Sen. Murkowski’s resolution of disapproval would safeguard both the economy and the democratic process by nipping all this mischief in the bud.
Precisely because the resolution would restore constitutional discipline to climate policymaking, opponents are mounting a smear campaign against it.
Climate Progress calls the Murkowski resolution the “Dirty Air Act,” contending it is “polluter crafted .” Nice try, but that’s impossible. The form of the resolution is fixed by Section 802  of the Congressional Review Act. The only choices allowed are which agency and which final rule to insert in the blank spaces. There is no room for “crafting,” whether by “polluters” or anyone else. If there were an award for hypocritical sanctimony, Climate Progress would be a top contender. They support both the Waxman-Markey  and Kerry-Lieberman  cap-and-trade bills, which are “polluter-crafted” from top to bottom.
MoveOn.org, in TV ads , warns that the Murkowski resolution will “roll back” the Clean Air Act, which supposedly is an outrage because “many Americans already smoke the equivalent of a pack a day just from breathing the air.” That is complete rubbish. The resolution will not affect any policy, program, or regulation the EPA administers to protect air quality. Moreover, one cigarette delivers 12-27 times the daily dose  of particulate matter (PM2.5) that non-smokers get in cities with the highest PM2.5 levels. No Americans anywhere smoke a pack a day or even one cigarette a day just from breathing the air.
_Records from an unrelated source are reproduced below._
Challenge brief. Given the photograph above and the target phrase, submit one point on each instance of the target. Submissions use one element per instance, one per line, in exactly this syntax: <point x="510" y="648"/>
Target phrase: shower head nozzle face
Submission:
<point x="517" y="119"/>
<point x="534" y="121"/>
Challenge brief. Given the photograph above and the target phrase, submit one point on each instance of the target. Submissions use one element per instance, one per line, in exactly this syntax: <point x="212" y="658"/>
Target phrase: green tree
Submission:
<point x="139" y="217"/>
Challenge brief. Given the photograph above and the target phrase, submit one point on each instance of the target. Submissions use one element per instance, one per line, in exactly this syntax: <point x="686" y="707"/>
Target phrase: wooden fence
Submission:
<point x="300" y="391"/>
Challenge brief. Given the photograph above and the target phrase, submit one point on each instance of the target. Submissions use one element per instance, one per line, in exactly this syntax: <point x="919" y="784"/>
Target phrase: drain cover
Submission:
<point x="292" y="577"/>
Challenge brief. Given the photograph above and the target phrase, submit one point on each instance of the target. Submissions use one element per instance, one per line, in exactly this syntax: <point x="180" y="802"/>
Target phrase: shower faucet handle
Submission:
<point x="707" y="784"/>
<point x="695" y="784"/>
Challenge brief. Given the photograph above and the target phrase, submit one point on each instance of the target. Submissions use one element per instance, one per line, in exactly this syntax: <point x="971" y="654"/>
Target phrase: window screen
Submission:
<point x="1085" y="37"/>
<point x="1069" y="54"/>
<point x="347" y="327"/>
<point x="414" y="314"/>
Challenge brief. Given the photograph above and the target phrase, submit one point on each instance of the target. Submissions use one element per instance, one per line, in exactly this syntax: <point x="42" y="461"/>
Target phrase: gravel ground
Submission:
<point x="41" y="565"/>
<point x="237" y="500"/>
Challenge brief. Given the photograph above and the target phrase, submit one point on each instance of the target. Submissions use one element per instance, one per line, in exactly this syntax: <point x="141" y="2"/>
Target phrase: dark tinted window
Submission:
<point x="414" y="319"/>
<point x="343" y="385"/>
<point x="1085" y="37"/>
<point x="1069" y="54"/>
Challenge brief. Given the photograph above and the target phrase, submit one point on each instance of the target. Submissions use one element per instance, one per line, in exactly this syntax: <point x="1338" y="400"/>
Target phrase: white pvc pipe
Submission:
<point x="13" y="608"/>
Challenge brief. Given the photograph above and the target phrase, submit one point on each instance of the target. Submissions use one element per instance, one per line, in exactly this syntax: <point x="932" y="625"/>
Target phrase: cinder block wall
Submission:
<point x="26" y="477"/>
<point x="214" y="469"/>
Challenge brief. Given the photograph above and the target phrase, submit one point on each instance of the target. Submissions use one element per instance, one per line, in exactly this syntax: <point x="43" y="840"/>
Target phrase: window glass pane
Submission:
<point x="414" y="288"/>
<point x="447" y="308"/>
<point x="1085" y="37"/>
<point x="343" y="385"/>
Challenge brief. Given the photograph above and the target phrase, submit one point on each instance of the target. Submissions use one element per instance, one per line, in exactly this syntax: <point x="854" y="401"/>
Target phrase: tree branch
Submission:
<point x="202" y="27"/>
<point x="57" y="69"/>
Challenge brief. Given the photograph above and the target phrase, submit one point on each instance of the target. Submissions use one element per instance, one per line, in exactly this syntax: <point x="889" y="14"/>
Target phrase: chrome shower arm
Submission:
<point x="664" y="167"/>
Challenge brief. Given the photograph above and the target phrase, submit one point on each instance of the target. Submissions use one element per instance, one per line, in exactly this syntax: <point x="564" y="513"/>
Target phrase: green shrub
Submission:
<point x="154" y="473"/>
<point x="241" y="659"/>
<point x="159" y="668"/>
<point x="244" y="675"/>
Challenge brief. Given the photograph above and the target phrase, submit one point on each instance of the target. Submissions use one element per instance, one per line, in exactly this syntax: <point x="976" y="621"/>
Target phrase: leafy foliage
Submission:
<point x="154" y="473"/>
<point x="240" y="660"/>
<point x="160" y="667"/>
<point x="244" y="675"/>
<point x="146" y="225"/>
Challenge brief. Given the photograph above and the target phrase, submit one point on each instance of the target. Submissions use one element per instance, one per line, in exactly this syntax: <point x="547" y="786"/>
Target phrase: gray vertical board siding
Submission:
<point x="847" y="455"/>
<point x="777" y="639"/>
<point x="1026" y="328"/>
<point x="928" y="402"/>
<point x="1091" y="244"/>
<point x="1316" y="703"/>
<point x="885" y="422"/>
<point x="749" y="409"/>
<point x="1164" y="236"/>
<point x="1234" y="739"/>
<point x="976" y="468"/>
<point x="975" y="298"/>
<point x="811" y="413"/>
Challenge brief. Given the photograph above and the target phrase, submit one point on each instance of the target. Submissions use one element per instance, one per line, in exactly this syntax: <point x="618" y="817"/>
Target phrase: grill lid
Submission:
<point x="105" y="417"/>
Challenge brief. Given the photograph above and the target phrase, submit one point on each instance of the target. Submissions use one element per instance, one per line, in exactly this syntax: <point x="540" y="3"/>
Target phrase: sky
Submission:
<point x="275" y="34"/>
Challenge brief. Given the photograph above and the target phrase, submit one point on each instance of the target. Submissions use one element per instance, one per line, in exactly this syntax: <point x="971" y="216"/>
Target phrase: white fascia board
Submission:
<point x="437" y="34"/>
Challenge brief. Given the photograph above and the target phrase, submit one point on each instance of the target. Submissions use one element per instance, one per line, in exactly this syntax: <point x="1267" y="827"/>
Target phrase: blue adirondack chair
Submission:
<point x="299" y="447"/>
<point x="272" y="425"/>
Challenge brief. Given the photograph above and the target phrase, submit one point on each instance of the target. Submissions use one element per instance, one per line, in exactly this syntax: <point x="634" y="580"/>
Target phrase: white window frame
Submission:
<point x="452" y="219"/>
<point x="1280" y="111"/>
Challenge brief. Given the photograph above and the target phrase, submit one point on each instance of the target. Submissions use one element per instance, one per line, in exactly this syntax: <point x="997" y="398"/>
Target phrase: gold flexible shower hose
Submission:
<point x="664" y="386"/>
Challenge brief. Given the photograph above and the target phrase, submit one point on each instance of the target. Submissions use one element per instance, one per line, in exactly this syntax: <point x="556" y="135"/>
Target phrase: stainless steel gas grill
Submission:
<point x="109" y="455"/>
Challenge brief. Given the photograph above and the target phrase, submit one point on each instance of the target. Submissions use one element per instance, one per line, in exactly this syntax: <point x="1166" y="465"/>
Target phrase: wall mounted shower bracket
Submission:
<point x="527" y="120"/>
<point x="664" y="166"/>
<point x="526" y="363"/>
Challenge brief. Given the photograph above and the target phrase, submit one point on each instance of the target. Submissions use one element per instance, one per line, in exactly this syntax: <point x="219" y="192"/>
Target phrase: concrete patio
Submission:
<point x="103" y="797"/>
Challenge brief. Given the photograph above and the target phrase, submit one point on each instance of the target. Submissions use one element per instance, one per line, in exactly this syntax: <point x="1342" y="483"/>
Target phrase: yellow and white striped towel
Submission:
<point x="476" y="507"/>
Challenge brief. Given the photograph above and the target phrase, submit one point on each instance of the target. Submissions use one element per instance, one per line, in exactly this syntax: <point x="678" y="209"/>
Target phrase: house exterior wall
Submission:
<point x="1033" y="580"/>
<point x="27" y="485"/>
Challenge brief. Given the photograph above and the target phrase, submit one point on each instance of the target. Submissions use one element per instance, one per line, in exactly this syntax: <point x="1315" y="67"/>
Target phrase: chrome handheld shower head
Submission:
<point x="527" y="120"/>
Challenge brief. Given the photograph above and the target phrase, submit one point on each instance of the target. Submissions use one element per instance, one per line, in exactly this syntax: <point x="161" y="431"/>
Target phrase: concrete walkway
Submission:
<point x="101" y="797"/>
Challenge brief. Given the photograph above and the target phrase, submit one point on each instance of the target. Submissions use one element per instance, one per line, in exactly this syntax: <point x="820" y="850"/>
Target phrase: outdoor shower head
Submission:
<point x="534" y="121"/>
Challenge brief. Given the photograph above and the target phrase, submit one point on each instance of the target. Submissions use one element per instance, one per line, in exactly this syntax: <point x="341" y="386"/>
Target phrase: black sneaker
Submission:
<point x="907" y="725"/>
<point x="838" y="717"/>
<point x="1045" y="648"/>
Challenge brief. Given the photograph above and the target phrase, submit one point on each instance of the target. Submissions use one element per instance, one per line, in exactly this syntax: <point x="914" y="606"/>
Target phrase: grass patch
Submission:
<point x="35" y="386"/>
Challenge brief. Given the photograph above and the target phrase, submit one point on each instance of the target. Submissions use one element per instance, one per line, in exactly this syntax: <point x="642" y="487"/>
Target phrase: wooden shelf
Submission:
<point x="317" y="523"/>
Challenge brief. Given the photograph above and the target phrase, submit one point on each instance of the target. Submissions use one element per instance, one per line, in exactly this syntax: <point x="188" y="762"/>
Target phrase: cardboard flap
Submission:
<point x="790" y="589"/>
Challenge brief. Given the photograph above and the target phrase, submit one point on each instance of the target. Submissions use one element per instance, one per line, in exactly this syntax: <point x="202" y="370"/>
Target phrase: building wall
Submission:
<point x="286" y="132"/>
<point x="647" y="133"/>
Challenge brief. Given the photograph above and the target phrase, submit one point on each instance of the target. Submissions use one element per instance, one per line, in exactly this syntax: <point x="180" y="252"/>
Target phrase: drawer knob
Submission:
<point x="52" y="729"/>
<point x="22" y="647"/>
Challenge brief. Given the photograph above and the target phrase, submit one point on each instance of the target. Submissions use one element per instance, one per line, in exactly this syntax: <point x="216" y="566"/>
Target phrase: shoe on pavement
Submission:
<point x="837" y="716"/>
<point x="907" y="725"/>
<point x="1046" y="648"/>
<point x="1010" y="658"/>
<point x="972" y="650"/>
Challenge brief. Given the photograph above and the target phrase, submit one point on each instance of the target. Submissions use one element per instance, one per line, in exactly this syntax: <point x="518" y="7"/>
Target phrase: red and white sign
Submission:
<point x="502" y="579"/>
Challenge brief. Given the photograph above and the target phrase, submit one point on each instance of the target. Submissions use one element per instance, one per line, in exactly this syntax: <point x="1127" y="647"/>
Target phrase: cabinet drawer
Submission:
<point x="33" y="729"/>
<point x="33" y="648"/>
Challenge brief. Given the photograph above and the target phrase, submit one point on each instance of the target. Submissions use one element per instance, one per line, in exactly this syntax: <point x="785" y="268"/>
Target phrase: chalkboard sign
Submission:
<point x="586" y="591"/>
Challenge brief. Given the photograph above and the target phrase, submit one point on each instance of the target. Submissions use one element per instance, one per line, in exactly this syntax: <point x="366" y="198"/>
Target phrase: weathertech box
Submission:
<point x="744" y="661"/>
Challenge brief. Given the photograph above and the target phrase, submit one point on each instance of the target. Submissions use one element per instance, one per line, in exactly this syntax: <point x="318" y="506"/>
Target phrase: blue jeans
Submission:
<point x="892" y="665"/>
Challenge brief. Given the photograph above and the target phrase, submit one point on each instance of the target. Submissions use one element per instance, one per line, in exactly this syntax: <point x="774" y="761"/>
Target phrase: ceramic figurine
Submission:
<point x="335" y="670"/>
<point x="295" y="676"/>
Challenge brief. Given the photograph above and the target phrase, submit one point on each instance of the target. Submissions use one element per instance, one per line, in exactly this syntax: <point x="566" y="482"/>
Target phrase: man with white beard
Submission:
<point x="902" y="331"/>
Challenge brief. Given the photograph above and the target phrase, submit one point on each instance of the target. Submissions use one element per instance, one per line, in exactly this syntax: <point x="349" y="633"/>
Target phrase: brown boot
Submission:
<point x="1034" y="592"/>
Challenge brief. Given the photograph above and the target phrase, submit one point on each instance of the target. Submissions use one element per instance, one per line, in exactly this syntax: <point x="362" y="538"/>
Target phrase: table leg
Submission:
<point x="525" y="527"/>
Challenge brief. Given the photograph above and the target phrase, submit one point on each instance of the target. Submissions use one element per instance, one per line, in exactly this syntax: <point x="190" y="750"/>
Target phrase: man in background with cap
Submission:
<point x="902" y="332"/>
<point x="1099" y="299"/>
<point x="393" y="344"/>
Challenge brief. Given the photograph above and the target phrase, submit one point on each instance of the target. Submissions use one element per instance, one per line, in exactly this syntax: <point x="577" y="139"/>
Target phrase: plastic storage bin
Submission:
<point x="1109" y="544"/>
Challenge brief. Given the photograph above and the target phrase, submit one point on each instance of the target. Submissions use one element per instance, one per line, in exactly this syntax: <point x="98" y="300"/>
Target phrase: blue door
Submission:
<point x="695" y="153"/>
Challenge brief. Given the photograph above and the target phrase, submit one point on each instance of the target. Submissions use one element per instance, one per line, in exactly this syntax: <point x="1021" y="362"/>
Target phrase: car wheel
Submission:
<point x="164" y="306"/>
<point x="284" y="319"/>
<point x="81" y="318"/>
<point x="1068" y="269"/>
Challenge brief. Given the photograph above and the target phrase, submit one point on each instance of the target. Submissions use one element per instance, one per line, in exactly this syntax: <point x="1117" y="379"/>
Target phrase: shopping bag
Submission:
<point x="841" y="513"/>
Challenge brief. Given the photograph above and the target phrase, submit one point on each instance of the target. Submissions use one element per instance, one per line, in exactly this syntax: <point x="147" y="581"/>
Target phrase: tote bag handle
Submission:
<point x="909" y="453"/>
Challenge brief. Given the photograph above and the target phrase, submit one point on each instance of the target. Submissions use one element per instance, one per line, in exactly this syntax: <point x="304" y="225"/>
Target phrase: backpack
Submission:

Environmental Defense Action Fund claims, in radio ads, the Murkowski resolution is a “polluter bailout bill.” For shame! EDAF cynically exploits taxpayers’ anger at wealth transfers to fat-cat corporations to advance a big-government agenda that many of those same taxpayers oppose.
Sen. Barbara Boxer (D-Calif.) claims  that overturning the endangerment finding is equivalent to overturning the Surgeon General’s report linking cigarette smoking to cancer. We’re supposed to be scandalized that Congress would try to repeal science and keep us in the dark about threats to our health and welfare. This too is nonsense, for two reasons.
First, the Surgeon General’s report was purely an assessment of the medical literature. It had no legal force or effect. It did not even offer policy recommendations. If the endangerment finding were simply one agency’s review of the science, Congress would have no business voting on it either. But, to repeat, unlike the Surgeon General’s report, the endangerment finding is both trigger and precedent for costly and complex policy changes Congress never approved.
Second, although some may oppose the endangerment finding on scientific grounds , the Murkowski resolution neither takes nor implies a position on climate science. The resolution would overturn the “legal force and effect” of the endangerment finding, not its reasoning or conclusions. The resolution is a referendum not on climate science but on the constitutional propriety of EPA making climate policy without new and specific statutory guidance from Congress.
Although you’d never guess from the attacks to which she has been subjected, Sen. Murkowski is not a climate skeptic, nor does she oppose  greenhouse gas regulation in principle. Her position is simply that climate policy is too important to be made by non-elected bureaucrats. That ought to be a proposition on which all Senators can agree.